No podía. Sabía que no haría más que aumentar las dimensiones de su fracaso. ¡Vaya día! Pronto terminarían, una colina calva aparecía ante ellos, desde allí arrancaba el camino circular que conducía a Borkuny, y ya estaban cerca. Esta vez, Víctor falló, no así Romualdo. Pero, cuando, al llegar a terreno seco, vio levantarse un vuelo, no pudo contenerse; le pareció que le había sido reservada para el final una compensación, y que no había merecido aquel rechazo.

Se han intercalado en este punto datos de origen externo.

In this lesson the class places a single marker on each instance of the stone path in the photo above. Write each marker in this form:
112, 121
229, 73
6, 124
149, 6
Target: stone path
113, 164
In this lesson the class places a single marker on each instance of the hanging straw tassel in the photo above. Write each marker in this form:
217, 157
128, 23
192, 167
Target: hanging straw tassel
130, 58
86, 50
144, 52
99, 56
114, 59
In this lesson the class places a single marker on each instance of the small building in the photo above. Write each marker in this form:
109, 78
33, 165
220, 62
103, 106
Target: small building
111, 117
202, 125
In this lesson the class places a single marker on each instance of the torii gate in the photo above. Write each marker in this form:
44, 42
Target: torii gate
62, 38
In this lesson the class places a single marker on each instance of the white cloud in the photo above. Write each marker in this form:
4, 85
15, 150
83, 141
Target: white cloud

Romualdo observaba con interés su escopeta humeante y el vuelo del urogallo.
—Hoy no has tenido suerte, a veces ocurre.
Sus palabras no reproducían la situación en su totalidad. Tomás se odiaba a sí mismo, porque había decepcionado a Romualdo.
Si la caza del urogallo dejó tan mal recuerdo en Tomás fue porque, desde hacía tiempo, sospechaba que había en él importantes fallos. Se creía un buen cazador a la hora del reclamo, del acecho, o de convertirse de pronto en un árbol o en una piedra; incluso le parecía poseer para estas cosas cualidades poco corrientes. También se consideraba buen tirador, cuando estaba escondido; sin embargo, el motivo más fútil lo perdía, hasta llegar a producirle fiebre. Si la prueba con los urogallos era decisiva, el obstáculo que se levantaba ante él era infranqueable. Nunca llegaría a ser una persona completa, todo el edificio, hecho de juicios sobre sí mismo, se le derrumbaba estrepitosamente. Se había esforzado tanto, había deseado tanto, se había acostumbrado tanto a considerarse un ciudadano del bosque. Pero he aquí que, por esa especie de ironía superior que niega lo que más se desea, oía una voz que le decía: «No». No. Así pues, ¿quién debería ser? ¿Quién era él en realidad? La comunidad de intereses con Romualdo, el mapa del País de los Elegidos, todo lo perdía. Pero no podía separarse de su fusil, de modo que, dolorido, se iba al bosque y, allí, olvidaba sus penas.